Segundo a psicóloga do trabalho Miryam Cristina Mazieiro Vergueiro da Silva, aprender a recusar pedidos é essencial para manter o equilíbrio mental e emocional. “Algumas pessoas, por características de personalidade, têm dificuldade em dizer não. Isso pode estar ligado à nossa criação, ao medo de rejeição ou de perder oportunidades, à crença de que ajudar sempre é uma virtude e até mesmo ao perfeccionismo”, afirma.

Consequências de nunca dizer “não”

Assumir todas as demandas traz impactos sérios. “Dizer sempre sim pode gerar sobrecarga, estresse, ansiedade, ressentimento, cansaço crônico e até adoecimentos físicos”, explica Miryam. “Também pode prejudicar os relacionamentos e causar queda na produtividade.”

Um dos maiores riscos é o desenvolvimento da síndrome de burnout, caracterizada por exaustão física, mental e emocional. “A pessoa passa a ver o trabalho e até os colegas como fontes de estresse, perde a empatia e sente que não faz diferença no que faz”, diz a especialista.

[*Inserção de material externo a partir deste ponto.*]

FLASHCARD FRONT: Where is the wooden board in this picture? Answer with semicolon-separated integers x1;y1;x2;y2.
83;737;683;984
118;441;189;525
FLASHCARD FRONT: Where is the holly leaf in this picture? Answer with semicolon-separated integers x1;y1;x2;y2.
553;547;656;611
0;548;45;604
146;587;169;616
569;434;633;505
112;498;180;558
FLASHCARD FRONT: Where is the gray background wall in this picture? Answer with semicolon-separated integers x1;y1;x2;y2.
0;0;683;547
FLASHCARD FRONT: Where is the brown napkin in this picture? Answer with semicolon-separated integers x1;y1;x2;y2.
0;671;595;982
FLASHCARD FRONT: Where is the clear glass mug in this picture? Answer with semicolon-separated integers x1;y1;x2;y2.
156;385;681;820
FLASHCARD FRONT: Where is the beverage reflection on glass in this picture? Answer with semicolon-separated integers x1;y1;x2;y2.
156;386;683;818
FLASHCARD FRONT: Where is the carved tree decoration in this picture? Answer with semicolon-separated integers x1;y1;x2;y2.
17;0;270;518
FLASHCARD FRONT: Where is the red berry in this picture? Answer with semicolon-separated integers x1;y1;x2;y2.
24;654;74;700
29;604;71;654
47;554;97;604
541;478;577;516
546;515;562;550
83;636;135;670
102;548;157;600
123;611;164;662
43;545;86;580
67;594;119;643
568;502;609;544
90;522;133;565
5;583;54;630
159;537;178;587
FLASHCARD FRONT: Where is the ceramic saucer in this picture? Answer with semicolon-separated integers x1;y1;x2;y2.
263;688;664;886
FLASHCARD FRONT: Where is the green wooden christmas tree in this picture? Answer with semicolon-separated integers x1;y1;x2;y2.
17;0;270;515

A síndrome de burnout, reconhecida pelo Código Internacional de Doenças como um fenômeno relacionado exclusivamente ao trabalho, ocorre quando o estresse no ambiente profissional se prolonga e não é bem administrado.

Ambiente de trabalho também tem responsabilidade

Além das características individuais, Miryam destaca que muitos fatores do ambiente de trabalho potencializam o problema: “A sobrecarga, o ritmo intenso de trabalho, a falta de autonomia, recompensas insuficientes e a ausência de apoio social são alguns dos fatores de risco psicossociais para o burnout”.

Ela ainda lembra que manter o equilíbrio entre vida profissional e pessoal é fundamental. “O ideal é que haja acordos que permitam ao trabalhador ter tempo para outras áreas da vida”, aponta.

Para as empresas, o diagnóstico de burnout entre funcionários tem implicações legais importantes, já que pode tornar o empregador responsável em casos de afastamento.

Aprender a dizer “não”: benefícios e como começar

A especialista garante: “Quando o trabalhador tem clareza de suas prioridades e do seu papel, fica mais fácil negociar com a empresa e recusar demandas excessivas”. Entre os benefícios de aprender a estabelecer limites estão:

  • Mais tempo e energia para o que realmente importa
  • Relações profissionais mais saudáveis
  • Aumento da autoestima e autoconfiança

Segundo Miryam, algumas estratégias ajudam na hora de dizer “não”:

  • Pausar antes de responder: “Posso te responder depois?”
  • Ser claro e objetivo, evitando justificativas longas
  • Oferecer alternativas: “Não posso agora, mas posso na próxima semana”
  • Usar o “não” positivo: “Eu entendo que isso seja importante, mas no momento preciso focar em X”
  • Treinar em situações pequenas para ganhar confiança

“O autoconhecimento e o autocuidado são fundamentais para não chegar ao ponto de adoecer”, enfatiza. Melhorar o ambiente, com mais proteção e apoio ao funcionário, também é decisivo para prevenir o burnout e evitar recaídas quando alguém retorna ao trabalho após um afastamento.